“The product still does the job, BUT.... Adafruit have apparently tried to consolidate their software. The new software has the 'I2C plate' code bundled with the GPIO based product. Very confusing. Also it has issues. Scrolling is awful. It scrolls the whole 2 lines at once. And you cannot address lines directly. I looked for the old version of the software. In that, the i2c library has gone, just missing, lost ?.
I found a version of that library pertaining to be for the beagleboneBlack (a fork of Pi version) (Tried it...It WORKS, with a few minor compatibility changes.) I now use the OLD version of Adafruit I2C Plate with the forked I2C. I have written my own code for writing individual lines, will write my own line scroll (a bit harder). I have two simple python files for these drivers, and have uninstalled all the Adafruit bloat.
Note that colours are on or off, not variable as implied in the code.”
“With just 4 wires attached to the header instead of the 26 pin GPIO (5v, gnd, SDA, SCL) - this makes a convenient separate display for my streaming radio project - connecting to those pins through the voice hat that I am using to drive the speaker in its cardboard box. I have the pi (2) in a much modified Smarti-PI (Lego) case (adapted to take the ((Google) voice) hat.)
Using python3 - the install with pip needs to be updated to pip3 - then it works.
Could do with some slightly better documentation - you mostly have to read the code - not too hard, though!
Some of the code is for the fully wired (to GPIO) unit rather than this i2c version, so a little confusing.
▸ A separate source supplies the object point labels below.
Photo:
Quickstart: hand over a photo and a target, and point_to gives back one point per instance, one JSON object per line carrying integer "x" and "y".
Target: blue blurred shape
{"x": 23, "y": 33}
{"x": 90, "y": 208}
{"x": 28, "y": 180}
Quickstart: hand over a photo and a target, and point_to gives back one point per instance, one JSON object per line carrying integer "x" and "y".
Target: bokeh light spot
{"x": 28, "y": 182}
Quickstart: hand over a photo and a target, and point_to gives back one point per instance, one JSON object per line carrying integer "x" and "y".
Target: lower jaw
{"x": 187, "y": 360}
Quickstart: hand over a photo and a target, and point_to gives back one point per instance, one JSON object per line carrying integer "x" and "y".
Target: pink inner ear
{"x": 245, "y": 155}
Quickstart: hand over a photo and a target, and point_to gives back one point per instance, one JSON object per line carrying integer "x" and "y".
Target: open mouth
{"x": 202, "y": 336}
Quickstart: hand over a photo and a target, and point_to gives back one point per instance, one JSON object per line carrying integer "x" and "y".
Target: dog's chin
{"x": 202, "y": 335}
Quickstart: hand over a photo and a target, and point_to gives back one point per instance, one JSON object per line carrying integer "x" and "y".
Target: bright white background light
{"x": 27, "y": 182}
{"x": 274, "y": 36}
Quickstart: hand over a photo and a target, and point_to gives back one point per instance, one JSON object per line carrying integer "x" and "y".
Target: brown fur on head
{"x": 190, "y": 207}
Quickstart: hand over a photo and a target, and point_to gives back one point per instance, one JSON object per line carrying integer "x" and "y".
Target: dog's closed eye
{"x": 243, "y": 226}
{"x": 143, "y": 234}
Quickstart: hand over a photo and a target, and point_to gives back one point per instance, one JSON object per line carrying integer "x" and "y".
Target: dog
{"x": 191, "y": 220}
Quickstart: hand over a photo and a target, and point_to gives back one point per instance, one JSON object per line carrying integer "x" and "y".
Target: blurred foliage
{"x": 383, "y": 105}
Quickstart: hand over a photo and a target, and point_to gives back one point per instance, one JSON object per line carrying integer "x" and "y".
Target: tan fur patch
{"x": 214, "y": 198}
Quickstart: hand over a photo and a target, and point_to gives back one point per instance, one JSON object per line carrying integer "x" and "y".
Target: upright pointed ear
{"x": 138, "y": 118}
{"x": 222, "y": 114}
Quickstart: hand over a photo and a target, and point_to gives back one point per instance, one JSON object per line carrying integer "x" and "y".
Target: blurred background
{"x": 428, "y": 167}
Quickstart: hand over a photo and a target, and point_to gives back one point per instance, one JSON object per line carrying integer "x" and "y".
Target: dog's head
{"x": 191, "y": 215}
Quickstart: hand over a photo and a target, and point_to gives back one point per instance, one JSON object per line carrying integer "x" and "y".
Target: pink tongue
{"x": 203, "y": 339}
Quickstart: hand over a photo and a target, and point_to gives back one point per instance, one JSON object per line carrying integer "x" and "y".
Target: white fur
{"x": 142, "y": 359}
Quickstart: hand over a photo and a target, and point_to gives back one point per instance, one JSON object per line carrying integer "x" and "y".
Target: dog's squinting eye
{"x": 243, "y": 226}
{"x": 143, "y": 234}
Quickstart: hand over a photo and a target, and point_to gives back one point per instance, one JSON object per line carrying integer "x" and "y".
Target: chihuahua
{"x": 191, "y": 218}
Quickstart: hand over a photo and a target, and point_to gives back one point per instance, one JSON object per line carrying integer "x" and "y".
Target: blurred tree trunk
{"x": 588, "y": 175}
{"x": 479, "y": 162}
The (non-plate) examples mangle the voice hat - once I figured out not to use those examples it was good.”
“Hello,
The LCD was easy to assemble, just a little bit of soldering.
The instructions for assembly were easy to find and the code exaples allowed me to quickly put it in production.
It is currently used at home to display the time and date and the minutes until the next bus at the nearest bus stop.”